CN106856016B - Track inspection system and track inspection method - Google Patents

Abstract

The invention provides a track inspection system, which is characterized by comprising: the track parameter storage module stores normal track parameters; the track parameter detection module is used for measuring track related parameters in the walking process of the track robot; the signal receiving module is used for receiving the track related parameters measured by the track parameter detection module in real time; the monitoring management module is used for storing the signal received by the signal receiving module, comparing the signal with the normal track parameter, and continuously detecting if the track related parameter measured in real time is consistent with the normal track parameter; and if the real-time measured track related parameters are consistent with the normal track parameters, automatically giving an alarm and feeding back error information.
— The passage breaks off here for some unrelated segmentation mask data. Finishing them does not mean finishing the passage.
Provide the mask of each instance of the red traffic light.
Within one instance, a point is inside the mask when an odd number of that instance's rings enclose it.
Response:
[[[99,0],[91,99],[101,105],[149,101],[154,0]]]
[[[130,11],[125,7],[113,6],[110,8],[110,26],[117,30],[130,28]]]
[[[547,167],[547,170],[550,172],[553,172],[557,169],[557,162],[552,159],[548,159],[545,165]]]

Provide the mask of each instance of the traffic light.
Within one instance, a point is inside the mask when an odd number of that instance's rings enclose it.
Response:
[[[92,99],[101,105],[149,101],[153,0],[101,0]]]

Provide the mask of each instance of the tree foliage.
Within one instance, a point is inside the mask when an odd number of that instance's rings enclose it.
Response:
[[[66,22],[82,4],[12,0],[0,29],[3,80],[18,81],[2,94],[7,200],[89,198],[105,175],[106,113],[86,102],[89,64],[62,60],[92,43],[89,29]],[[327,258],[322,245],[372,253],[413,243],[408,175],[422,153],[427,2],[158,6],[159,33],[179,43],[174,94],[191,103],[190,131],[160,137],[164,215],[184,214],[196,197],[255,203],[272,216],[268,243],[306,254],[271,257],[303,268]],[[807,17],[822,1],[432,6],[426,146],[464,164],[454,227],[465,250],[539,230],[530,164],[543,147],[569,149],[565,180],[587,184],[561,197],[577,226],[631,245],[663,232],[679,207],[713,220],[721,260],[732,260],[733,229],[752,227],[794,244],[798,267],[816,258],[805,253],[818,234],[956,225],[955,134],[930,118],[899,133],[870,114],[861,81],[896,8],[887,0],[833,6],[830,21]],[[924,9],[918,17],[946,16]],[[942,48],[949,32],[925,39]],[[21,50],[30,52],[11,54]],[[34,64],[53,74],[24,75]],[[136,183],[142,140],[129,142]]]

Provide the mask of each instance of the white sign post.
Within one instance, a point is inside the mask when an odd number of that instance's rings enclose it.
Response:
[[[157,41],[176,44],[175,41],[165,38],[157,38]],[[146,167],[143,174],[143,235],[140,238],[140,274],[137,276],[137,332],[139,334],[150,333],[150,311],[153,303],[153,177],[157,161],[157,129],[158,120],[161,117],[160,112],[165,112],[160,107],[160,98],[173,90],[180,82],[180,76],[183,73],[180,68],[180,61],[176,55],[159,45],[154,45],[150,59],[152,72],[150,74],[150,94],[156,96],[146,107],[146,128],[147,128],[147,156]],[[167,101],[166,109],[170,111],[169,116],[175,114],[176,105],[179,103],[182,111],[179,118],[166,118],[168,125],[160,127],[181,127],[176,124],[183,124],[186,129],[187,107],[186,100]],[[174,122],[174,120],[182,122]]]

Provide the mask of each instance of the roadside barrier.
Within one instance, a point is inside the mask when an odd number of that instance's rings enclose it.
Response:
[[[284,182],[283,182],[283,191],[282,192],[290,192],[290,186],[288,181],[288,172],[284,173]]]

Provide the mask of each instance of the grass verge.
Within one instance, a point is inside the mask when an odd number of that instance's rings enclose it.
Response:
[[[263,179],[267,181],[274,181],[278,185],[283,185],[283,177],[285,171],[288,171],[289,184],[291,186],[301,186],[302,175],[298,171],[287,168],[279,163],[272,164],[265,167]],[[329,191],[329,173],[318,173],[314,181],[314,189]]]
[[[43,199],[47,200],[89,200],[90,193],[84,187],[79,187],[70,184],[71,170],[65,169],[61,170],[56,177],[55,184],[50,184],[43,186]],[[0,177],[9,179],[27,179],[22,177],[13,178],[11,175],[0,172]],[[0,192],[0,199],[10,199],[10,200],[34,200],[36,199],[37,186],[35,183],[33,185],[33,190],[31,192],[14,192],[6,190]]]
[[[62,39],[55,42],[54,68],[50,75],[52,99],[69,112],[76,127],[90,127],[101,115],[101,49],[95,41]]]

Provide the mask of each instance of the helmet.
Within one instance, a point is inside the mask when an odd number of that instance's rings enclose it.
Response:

The track inspection system overcomes the defect that the prior inspection information can not be collected in time, provides a novel automatic inspection information acquisition mode, and can automatically collect the track information in a long distance and a large range.

Description

Track inspection system and track inspection method

Technical Field

The invention relates to a track inspection system and a track inspection method, and belongs to the field of track safety.

Background

At present, domestic track detection is mainly based on manual inspection, is easily limited by environment, has long detection time, low efficiency and unclear change of rail parameters, and therefore, the change data of the track parameters cannot be timely, accurately and comprehensively collected and corresponding track maintenance measures cannot be taken.

Disclosure of Invention

The invention aims to provide a track inspection system to solve the problems.

The invention adopts the following technical scheme:

the invention provides a track inspection system, which is characterized by comprising: the track parameter storage module stores normal track parameters; the track parameter detection module is used for measuring track related parameters in the walking process of the track robot; the signal receiving module is used for receiving the track related parameters measured by the track parameter detection module in real time; the monitoring management module is used for storing the signal received by the signal receiving module, comparing the signal with the normal track parameter, and continuously detecting if the track related parameter measured in real time is consistent with the normal track parameter; and if the real-time measured track related parameters are consistent with the normal track parameters, automatically giving an alarm and feeding back error information.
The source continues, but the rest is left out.